{mosimage}O artista brasileiro que já trabalhou com ingredientes tão inusitados, como ketchup, açúcar e lixo, foi nomeado embaixador do evento Rio +20
Já considerou a poeira como algo possível de ter outro significado? E o lixo, pode ser algo além de ser, simplesmente, lixo? O artista plástico e fotógrafo brasileiro Vik Muniz foi capaz de olhar essas coisas cotidianas e, com elas, recriar a possibilidade de perceber o mundo.
“O artista é como o catador, usa o mundano, elementos do dia a dia que já perderam o valor para a nossa atenção e transforma aquilo em objetos visuais para que possam ser vistos novamente”. Assim, Vicente José de Oliveira Muniz — mais conhecido como Vik Muniz — explicou à Comunità como enxergou a arte no lixo, convertendo-o em um objeto transformador.

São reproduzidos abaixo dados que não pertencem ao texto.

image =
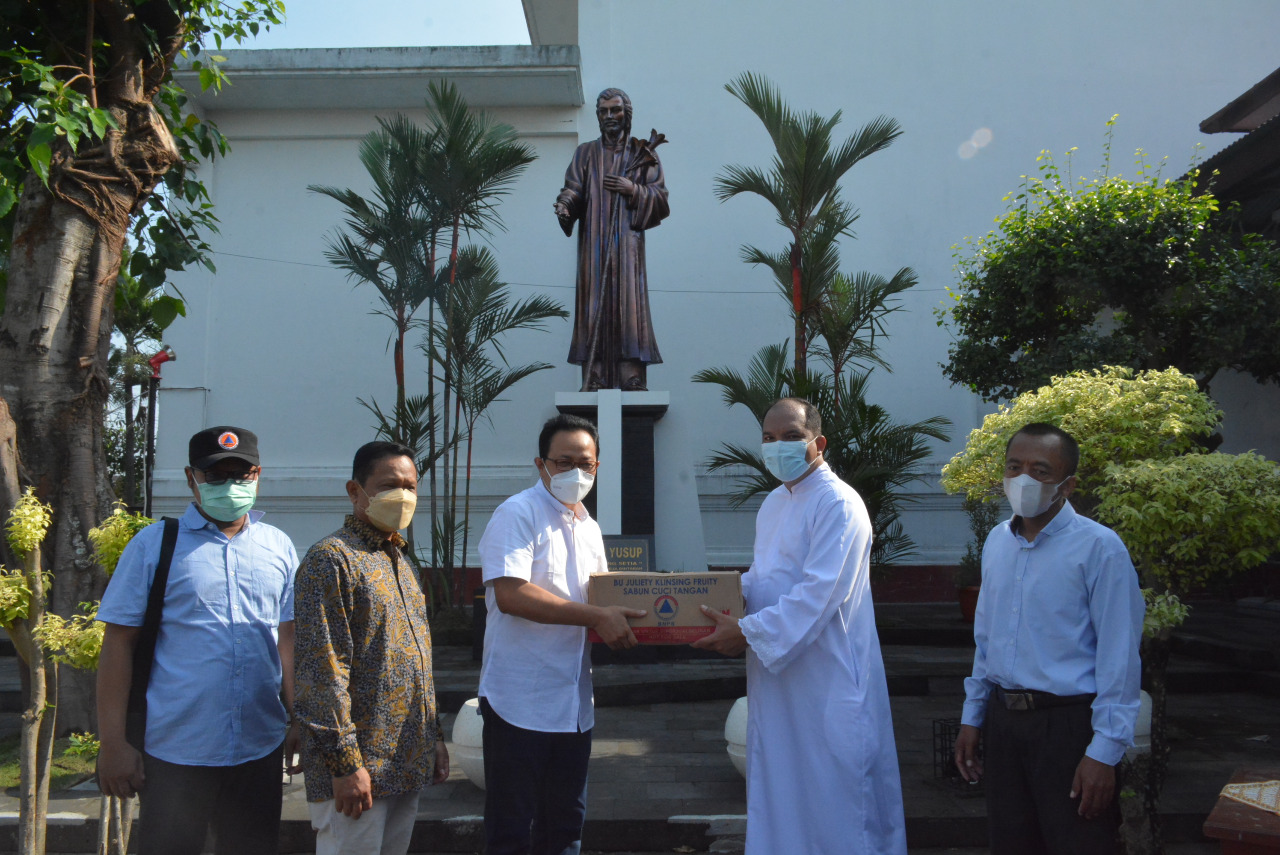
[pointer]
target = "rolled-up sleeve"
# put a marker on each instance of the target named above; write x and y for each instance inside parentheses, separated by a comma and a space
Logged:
(1116, 611)
(323, 655)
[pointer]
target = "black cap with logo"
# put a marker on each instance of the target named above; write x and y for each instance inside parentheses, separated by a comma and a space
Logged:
(223, 442)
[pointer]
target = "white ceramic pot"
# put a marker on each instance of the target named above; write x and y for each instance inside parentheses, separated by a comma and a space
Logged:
(469, 743)
(1142, 730)
(735, 735)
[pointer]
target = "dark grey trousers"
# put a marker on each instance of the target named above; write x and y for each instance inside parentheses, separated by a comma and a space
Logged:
(1029, 759)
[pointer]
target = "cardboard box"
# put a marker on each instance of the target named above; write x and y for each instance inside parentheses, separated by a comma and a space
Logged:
(671, 602)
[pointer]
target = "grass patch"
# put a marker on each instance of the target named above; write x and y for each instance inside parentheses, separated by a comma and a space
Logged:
(67, 769)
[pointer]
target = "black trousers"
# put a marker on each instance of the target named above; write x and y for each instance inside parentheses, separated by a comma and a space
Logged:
(241, 803)
(1029, 759)
(535, 789)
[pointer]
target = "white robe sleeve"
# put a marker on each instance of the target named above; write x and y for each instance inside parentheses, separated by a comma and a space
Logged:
(840, 542)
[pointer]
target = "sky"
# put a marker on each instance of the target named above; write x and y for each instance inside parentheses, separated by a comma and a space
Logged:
(396, 23)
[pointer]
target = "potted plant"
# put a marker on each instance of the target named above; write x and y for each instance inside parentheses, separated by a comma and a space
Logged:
(983, 513)
(1187, 521)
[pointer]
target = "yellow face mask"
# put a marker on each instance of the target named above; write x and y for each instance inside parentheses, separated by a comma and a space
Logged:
(391, 510)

Em seus trabalhos, revela que grandes coisas podem surgir de simples elementos usados no cotidiano, como poeira, cinzas, arame, lixo, comida. Dessa forma, as obras de Vik chegam ao entendimento de todos pela simplicidade dos materiais que utiliza, quebrando a ideia de que arte é algo que só quem lida com ela entende.
Reconhecimento
Vik foi o primeiro artista brasileiro convidado a organizar uma exposição no mais influente museu de arte moderna do mundo, o MoMA de Nova York, cidade onde está estabelecido há mais de duas décadas. Ele é considerado, hoje, aos 50 anos, um dos artistas mais produtivos e valorizados de sua geração. Seu prestígio é tal que as suas obras já foram expostas nas galerias de São Francisco, Madri, Paris, Moscou e Tóquio, além de museus como o Tate Modern e o Victoria & Albert Museum de Londres, o Getty Institute de Los Angeles e o MAM de São Paulo.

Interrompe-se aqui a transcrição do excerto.